Kimono. After studying Japanese design-way, especially Rey Kawakubo and her garments, I went on to apply my perception of how Kawakubo is thinking in her design. I created the KIMONO RECONSTRUCTION Project its main purpose was to redesigns Kimono in the same way Kawakubo redesigned western garments. Knowing almost nothing about kimono nor Japan I have learned and develop whole new understanding while following that road, what was initially to be one year project lasted for 5 years, granting me the opportunity to dive deep into the Japanese culture and maybe even the soul and to visit this incredible country, falling in love and ending up ..still not knowing how to redesign a kimono…
Ki-mono Reconstruction Project
Ki-mono means a thing to wear, to carry on yourself… What do you carry on? What do you carry with you? Between rooms, empty space, a new room beyond East and West, kitchen reflections, ideals and femininity …
KI-MONO becomes here a canvas on which to paint freely and unrestricted, to combine western and eastern cultural aspects, visual traditions, roots, preferences and ideals of beauty.
It started as an attempt, as an artistic challenge to approach, in order to re-design something so Japanese and untouched as a kimono-garment, Westernism to Japanism.
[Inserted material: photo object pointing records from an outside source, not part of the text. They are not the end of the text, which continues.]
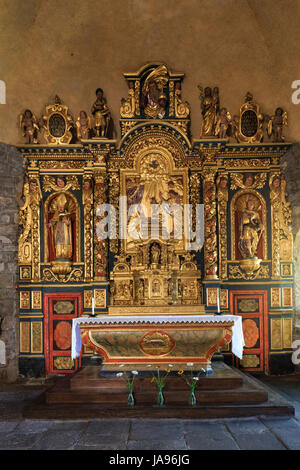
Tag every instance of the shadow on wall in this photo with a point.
(291, 169)
(11, 176)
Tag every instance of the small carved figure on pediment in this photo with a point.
(87, 191)
(101, 114)
(83, 126)
(182, 109)
(30, 127)
(275, 125)
(209, 105)
(127, 107)
(223, 123)
(152, 93)
(251, 228)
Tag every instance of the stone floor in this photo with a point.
(260, 433)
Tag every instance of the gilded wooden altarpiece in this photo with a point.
(71, 176)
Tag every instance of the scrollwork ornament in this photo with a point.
(29, 240)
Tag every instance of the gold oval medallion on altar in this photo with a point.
(157, 343)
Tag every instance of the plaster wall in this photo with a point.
(70, 47)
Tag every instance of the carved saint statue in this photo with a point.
(29, 126)
(87, 192)
(251, 229)
(101, 113)
(275, 125)
(127, 107)
(223, 122)
(83, 126)
(182, 109)
(153, 100)
(209, 105)
(155, 253)
(62, 235)
(60, 222)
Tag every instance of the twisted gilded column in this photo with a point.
(100, 245)
(210, 224)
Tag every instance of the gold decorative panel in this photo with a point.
(36, 300)
(287, 332)
(36, 337)
(25, 299)
(275, 297)
(276, 333)
(24, 337)
(287, 297)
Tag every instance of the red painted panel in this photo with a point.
(58, 330)
(255, 326)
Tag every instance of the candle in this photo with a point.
(93, 305)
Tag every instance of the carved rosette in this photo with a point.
(100, 245)
(210, 229)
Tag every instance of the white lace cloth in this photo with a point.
(237, 343)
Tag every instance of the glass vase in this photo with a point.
(130, 399)
(192, 398)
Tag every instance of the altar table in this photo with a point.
(143, 339)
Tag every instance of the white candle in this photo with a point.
(93, 305)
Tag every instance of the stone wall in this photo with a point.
(291, 168)
(11, 171)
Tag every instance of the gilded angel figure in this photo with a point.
(251, 228)
(101, 113)
(83, 126)
(153, 99)
(29, 125)
(223, 122)
(209, 102)
(276, 123)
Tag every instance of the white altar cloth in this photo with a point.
(237, 331)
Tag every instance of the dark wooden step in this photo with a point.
(251, 398)
(89, 379)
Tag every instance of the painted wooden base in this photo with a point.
(226, 393)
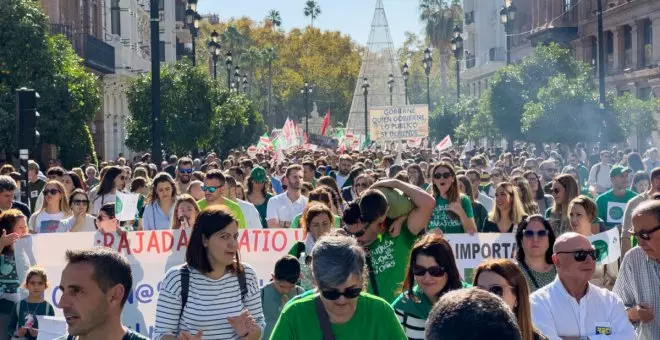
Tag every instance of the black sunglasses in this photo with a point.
(435, 271)
(439, 175)
(581, 255)
(644, 234)
(532, 233)
(349, 293)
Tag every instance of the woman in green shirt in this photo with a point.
(340, 309)
(432, 272)
(453, 210)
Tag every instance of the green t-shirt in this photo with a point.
(296, 221)
(373, 319)
(389, 259)
(442, 220)
(611, 207)
(234, 207)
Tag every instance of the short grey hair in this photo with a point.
(335, 258)
(7, 183)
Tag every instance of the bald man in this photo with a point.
(639, 276)
(571, 308)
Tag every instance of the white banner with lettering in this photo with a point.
(152, 253)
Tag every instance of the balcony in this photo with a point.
(97, 55)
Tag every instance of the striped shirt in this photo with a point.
(209, 304)
(639, 282)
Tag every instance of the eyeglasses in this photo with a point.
(51, 192)
(532, 233)
(349, 293)
(581, 255)
(80, 202)
(435, 271)
(439, 175)
(644, 234)
(210, 189)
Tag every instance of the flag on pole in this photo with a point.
(326, 123)
(444, 144)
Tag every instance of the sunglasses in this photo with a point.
(210, 189)
(532, 233)
(439, 175)
(644, 234)
(51, 192)
(80, 202)
(349, 293)
(435, 271)
(581, 255)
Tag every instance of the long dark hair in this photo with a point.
(209, 221)
(108, 180)
(438, 248)
(520, 252)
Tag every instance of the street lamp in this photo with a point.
(457, 47)
(365, 90)
(306, 92)
(405, 80)
(428, 62)
(507, 18)
(390, 85)
(228, 62)
(214, 50)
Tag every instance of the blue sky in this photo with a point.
(352, 17)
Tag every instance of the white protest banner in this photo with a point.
(398, 122)
(126, 206)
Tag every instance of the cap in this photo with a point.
(258, 174)
(619, 170)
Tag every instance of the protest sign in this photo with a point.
(398, 122)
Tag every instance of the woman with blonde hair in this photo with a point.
(564, 189)
(508, 211)
(54, 209)
(185, 212)
(526, 195)
(503, 278)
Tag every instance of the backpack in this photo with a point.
(185, 285)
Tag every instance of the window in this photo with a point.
(115, 18)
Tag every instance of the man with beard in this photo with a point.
(345, 164)
(95, 285)
(183, 174)
(284, 207)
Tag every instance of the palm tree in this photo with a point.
(274, 18)
(312, 10)
(440, 17)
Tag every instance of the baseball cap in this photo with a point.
(258, 174)
(619, 170)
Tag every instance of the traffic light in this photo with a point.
(26, 120)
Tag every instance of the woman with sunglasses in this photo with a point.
(340, 309)
(159, 211)
(431, 273)
(81, 219)
(583, 214)
(507, 212)
(564, 189)
(453, 211)
(542, 200)
(54, 209)
(503, 278)
(112, 180)
(534, 241)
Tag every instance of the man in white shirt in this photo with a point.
(284, 207)
(571, 307)
(599, 176)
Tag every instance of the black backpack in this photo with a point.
(185, 285)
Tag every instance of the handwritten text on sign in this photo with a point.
(398, 122)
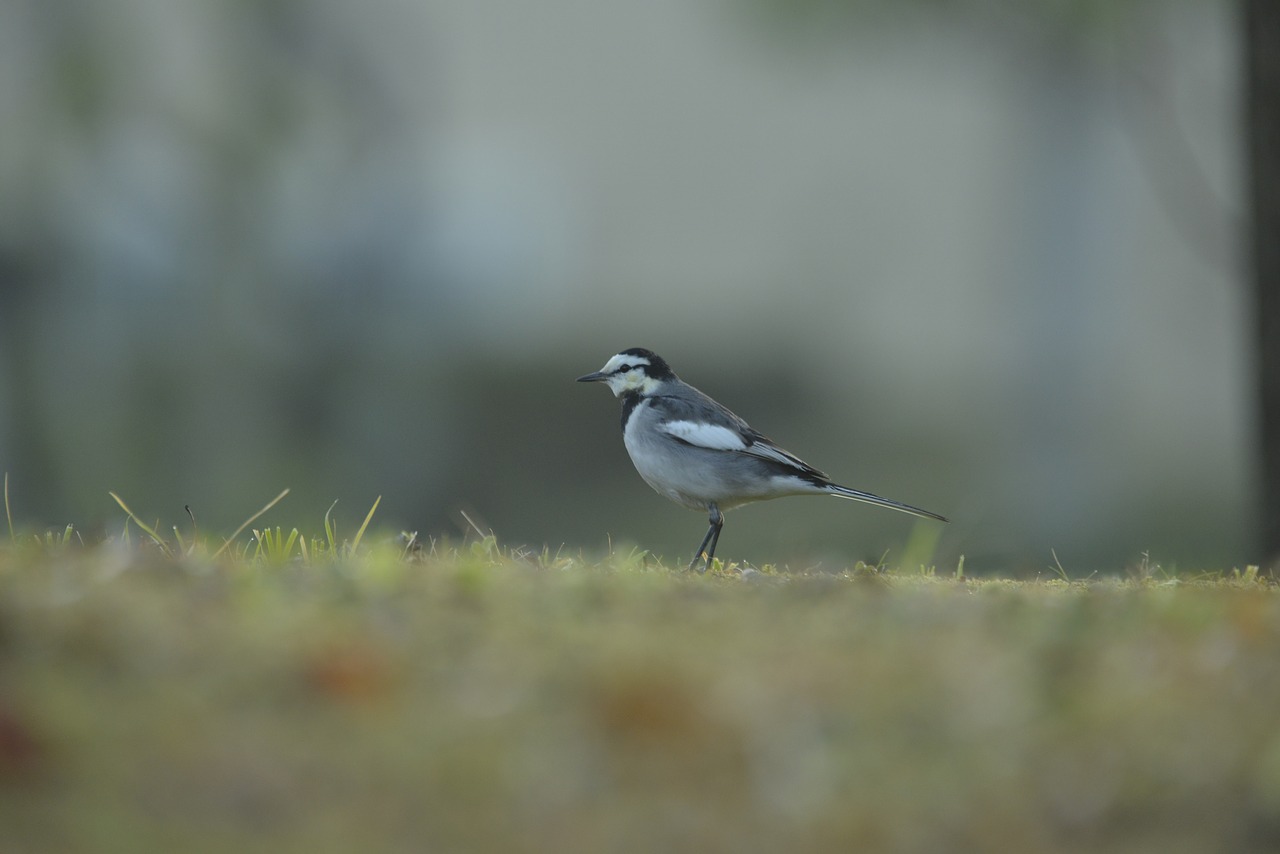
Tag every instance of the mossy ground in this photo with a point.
(472, 699)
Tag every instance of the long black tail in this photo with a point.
(845, 492)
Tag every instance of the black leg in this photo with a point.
(708, 544)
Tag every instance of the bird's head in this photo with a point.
(636, 370)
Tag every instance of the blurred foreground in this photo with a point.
(467, 699)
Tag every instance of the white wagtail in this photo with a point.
(703, 456)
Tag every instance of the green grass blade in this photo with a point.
(368, 516)
(250, 521)
(330, 529)
(7, 514)
(150, 531)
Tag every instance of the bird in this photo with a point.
(699, 453)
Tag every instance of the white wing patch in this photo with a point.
(712, 437)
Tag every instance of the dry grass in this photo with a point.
(469, 699)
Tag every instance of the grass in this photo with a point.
(280, 693)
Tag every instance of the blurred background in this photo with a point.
(976, 256)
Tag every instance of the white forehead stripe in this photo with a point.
(713, 437)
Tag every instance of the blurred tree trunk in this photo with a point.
(1262, 132)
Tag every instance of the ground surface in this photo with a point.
(475, 700)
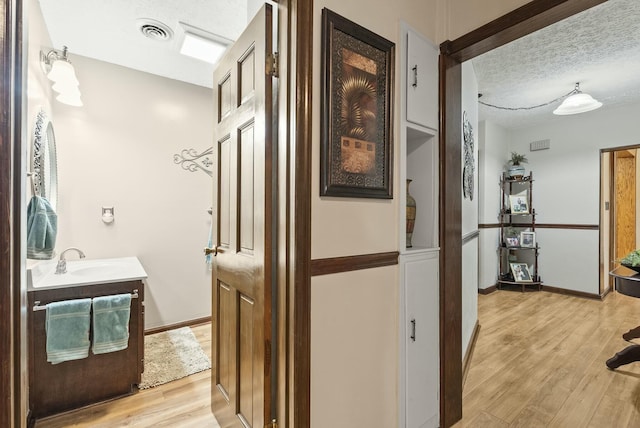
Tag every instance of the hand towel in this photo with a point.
(111, 323)
(67, 328)
(42, 228)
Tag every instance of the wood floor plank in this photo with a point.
(540, 361)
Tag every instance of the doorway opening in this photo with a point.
(618, 209)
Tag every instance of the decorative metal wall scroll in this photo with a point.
(469, 160)
(191, 160)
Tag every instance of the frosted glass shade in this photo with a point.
(577, 103)
(70, 98)
(62, 71)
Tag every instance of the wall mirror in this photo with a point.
(44, 171)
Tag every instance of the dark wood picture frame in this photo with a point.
(357, 92)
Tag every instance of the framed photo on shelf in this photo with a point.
(518, 204)
(528, 239)
(356, 127)
(520, 272)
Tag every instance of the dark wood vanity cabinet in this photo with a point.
(73, 384)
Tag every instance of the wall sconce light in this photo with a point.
(58, 68)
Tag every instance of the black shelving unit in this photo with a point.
(522, 219)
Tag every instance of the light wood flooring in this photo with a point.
(183, 403)
(540, 362)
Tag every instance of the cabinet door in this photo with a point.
(422, 342)
(422, 81)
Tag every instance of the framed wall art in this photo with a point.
(356, 128)
(520, 272)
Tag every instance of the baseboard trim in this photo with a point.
(557, 290)
(466, 362)
(488, 290)
(189, 323)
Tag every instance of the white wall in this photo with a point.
(493, 156)
(117, 150)
(566, 188)
(470, 214)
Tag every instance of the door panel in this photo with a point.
(241, 318)
(625, 202)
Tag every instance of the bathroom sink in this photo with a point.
(85, 272)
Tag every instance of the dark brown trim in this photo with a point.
(615, 149)
(20, 365)
(450, 233)
(564, 291)
(351, 263)
(525, 20)
(466, 363)
(470, 236)
(301, 150)
(518, 23)
(12, 394)
(488, 290)
(549, 226)
(189, 323)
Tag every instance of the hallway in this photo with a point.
(539, 361)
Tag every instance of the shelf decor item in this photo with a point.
(528, 239)
(516, 170)
(631, 260)
(411, 215)
(520, 272)
(357, 93)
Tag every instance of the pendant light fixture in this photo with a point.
(577, 102)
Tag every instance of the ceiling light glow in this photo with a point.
(202, 48)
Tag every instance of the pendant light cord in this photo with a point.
(576, 90)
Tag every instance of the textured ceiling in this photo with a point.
(600, 48)
(107, 30)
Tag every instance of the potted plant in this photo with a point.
(631, 260)
(516, 170)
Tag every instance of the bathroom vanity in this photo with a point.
(55, 388)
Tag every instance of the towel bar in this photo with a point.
(38, 307)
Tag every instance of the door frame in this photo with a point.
(524, 20)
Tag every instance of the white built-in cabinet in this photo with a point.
(419, 265)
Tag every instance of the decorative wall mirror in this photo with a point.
(44, 171)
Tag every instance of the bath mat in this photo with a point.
(171, 355)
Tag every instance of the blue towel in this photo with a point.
(67, 327)
(111, 323)
(42, 228)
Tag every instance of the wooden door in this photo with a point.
(242, 275)
(625, 203)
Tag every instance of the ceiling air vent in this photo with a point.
(539, 145)
(153, 29)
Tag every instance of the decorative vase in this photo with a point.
(516, 171)
(411, 215)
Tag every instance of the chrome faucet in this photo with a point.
(61, 267)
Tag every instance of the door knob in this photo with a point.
(214, 251)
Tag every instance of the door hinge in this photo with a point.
(272, 65)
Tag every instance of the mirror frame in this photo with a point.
(44, 175)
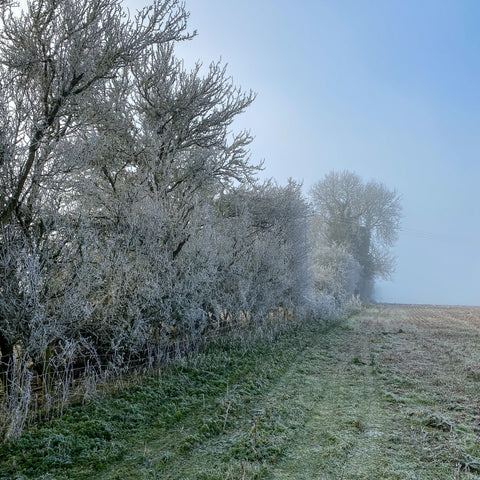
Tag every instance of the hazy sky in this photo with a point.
(388, 89)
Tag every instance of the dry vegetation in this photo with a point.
(392, 393)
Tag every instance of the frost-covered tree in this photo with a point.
(59, 61)
(363, 218)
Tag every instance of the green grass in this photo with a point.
(212, 405)
(377, 396)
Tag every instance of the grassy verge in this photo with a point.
(216, 405)
(390, 393)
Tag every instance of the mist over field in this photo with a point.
(385, 89)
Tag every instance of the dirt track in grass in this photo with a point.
(398, 398)
(393, 392)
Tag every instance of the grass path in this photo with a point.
(391, 393)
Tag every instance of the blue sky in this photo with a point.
(388, 89)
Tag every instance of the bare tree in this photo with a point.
(361, 217)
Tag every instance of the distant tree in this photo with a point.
(363, 218)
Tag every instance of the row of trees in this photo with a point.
(131, 216)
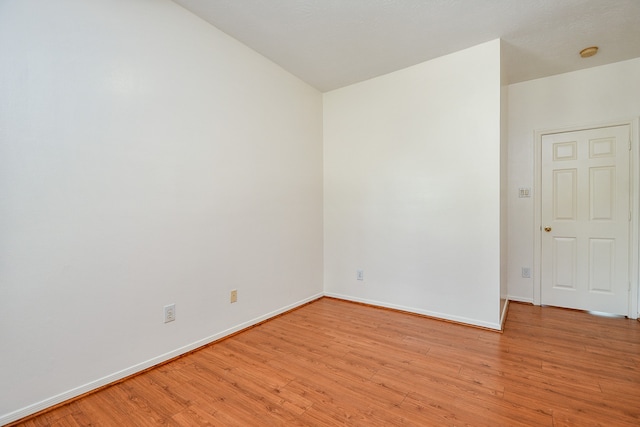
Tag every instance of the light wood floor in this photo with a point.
(337, 363)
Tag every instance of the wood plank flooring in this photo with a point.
(337, 363)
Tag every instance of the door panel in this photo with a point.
(585, 208)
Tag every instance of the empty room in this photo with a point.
(367, 212)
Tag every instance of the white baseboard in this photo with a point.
(520, 299)
(458, 319)
(101, 382)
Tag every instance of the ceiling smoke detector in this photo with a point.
(589, 51)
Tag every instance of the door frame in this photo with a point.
(634, 231)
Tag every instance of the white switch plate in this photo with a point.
(524, 192)
(169, 313)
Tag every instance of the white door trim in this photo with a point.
(634, 234)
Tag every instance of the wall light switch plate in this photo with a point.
(169, 313)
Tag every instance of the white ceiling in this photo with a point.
(334, 43)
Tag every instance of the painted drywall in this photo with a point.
(412, 188)
(145, 159)
(504, 166)
(597, 95)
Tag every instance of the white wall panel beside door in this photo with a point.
(585, 220)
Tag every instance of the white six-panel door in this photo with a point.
(586, 219)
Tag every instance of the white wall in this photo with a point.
(412, 188)
(593, 96)
(145, 159)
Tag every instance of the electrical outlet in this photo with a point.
(169, 313)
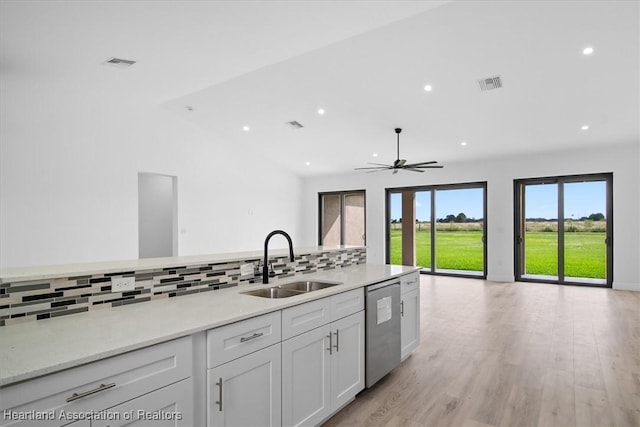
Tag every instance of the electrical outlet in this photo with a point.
(246, 269)
(122, 284)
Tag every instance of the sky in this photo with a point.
(448, 202)
(581, 200)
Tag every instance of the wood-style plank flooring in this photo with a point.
(512, 354)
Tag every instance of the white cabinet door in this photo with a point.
(171, 406)
(347, 360)
(306, 398)
(246, 391)
(410, 322)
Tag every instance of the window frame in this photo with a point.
(342, 194)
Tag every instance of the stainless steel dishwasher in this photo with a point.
(382, 330)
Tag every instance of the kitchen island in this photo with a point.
(44, 354)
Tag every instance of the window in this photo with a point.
(439, 228)
(342, 218)
(563, 229)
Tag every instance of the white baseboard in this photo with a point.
(626, 286)
(498, 278)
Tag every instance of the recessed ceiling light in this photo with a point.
(119, 62)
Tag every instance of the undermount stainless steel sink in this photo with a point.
(307, 286)
(287, 290)
(273, 293)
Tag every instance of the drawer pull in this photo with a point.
(103, 387)
(252, 337)
(219, 402)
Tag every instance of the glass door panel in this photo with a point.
(541, 231)
(563, 229)
(395, 228)
(459, 231)
(585, 229)
(423, 229)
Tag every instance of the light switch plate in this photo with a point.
(122, 284)
(246, 269)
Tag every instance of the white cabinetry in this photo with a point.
(410, 314)
(167, 407)
(96, 387)
(244, 375)
(323, 357)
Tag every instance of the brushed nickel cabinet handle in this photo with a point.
(102, 387)
(252, 337)
(219, 402)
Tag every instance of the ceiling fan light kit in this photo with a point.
(399, 163)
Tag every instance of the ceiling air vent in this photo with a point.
(294, 125)
(490, 83)
(118, 62)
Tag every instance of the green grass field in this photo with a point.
(462, 250)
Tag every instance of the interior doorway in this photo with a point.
(157, 215)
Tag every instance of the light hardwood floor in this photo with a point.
(512, 354)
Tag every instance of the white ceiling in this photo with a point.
(263, 63)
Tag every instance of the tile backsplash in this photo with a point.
(44, 299)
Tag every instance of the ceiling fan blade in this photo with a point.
(379, 164)
(420, 164)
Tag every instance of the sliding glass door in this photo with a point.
(439, 228)
(563, 229)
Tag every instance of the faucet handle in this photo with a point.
(271, 272)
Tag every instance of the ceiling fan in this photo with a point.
(399, 163)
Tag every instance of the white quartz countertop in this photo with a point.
(21, 274)
(32, 349)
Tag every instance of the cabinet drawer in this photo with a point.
(98, 385)
(238, 339)
(304, 317)
(410, 282)
(347, 303)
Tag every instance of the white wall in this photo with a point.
(622, 160)
(70, 157)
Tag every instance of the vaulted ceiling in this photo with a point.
(229, 65)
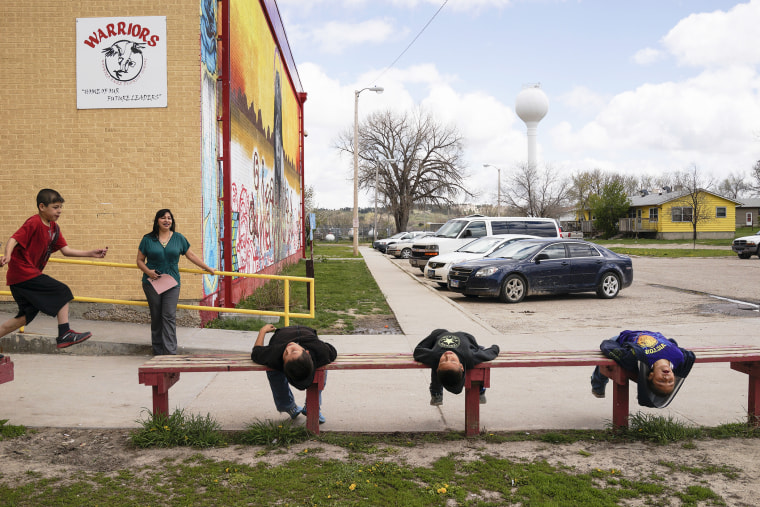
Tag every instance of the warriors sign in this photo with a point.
(121, 62)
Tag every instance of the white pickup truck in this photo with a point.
(458, 232)
(747, 246)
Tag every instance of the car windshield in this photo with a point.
(518, 250)
(451, 229)
(481, 245)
But this work soon is shown to be a journey…
shortly it becomes an exploration of the influence of tradition on women’s role and position in society. The Kimono Project becomes a voice in a cross-cultural discussion on ideals of beauty and femininity … Space for both the cultures to meet.
Through the layers of fabrics, one can see the past that becomes part of the future.
Like the many layers of kimono, one needs to open one after another to see the image, to see the kimono, to see the woman. The original image, roots, the origins, story, and the Time.
when he embraced me in my long-sleeved kimono
showing yellow daffodils along a running stream.
He gently praised my twenty-year-old petals.